Vim is an awesome text editor, it is streamlined in a way most editors could
only dream of. It's a very good text editor. Python is a very good language.
One of it's nice features is that it comes with a REPL, so I can program in it
interactively. Using a third program Screen, I run both side-by-side and pipe
content between them. This is the toolkit at work, and it works very well.

However, there is a slight problem here. Each of these programs has a
different interface design. Each has a separate key-binding scheme and
different schemes collide. You have to learn three different interfaces and
learn them well, to do this effectively. It would be nice if there was a
program, similar to screen, that would stand between you and the editor and
interpretor and allow you rebind and customize your keys and view ports so
that they don't collide and are consistent. This program is emacs. It is the
universal interface, a more flexible bash than bash, and people stay in it all
day, not because they don't use toolkits, but because they prefer to use it to
interface with toolkits rather than bash or some ill-conceived X monstrosity.

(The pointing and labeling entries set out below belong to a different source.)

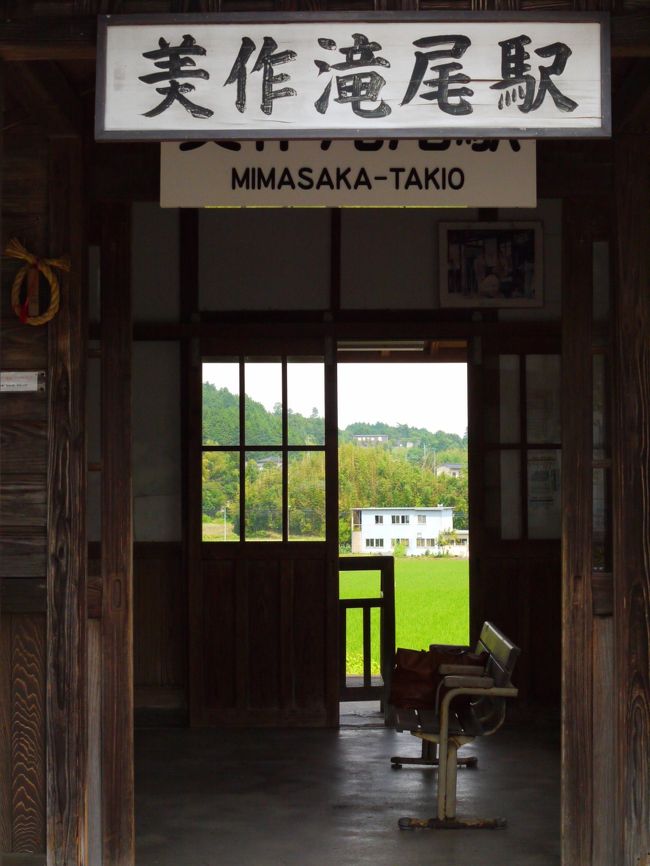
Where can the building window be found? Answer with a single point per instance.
(399, 518)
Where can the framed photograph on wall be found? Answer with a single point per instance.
(491, 264)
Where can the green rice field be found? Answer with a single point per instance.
(431, 606)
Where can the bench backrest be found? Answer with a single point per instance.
(503, 654)
(485, 715)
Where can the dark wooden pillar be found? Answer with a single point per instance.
(577, 695)
(117, 539)
(66, 484)
(631, 702)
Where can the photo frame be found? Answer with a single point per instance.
(491, 264)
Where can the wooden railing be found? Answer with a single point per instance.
(386, 605)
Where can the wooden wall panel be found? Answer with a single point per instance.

Emacs doesn't replace cvs/git, ls, grep, awk, gdb, gcc, python, rbi, cron...
It mostly just provides a very powerful scriptable interface to all of them.

------
justindz
I was most intrigued by the thought of code editing as a serious part of
Firefox. I don't know much about XUL, so I will need to read up, but I thought
it would be quite sexy if I built an editor which binds to Heroku using the
API. A local code editor extensible via javascript that works directly against
the remote in-cloud data would be a pretty swift alternative to the Git
approach.

------
Xichekolas
Honestly I'm a fan of good old gedit... but this makes a good case for trying
emacs one more time.

I haven't really understood the appeal of the single, monolithic, do-
everything editor up until this point, but looking at it from a self-modifying
point of view does make it somewhat more appealing (and I need time to ingrain
the key chords into muscle memory and learn some elisp).

I think the exciting idea was that of a the browser-as-editor. Where is the
browser that acts as an editor and has all it's plugins written in javascript
(as opposed to elisp)? Of course, once we had that, the next goal would be to
replace bash with it... browser as terminal ftw.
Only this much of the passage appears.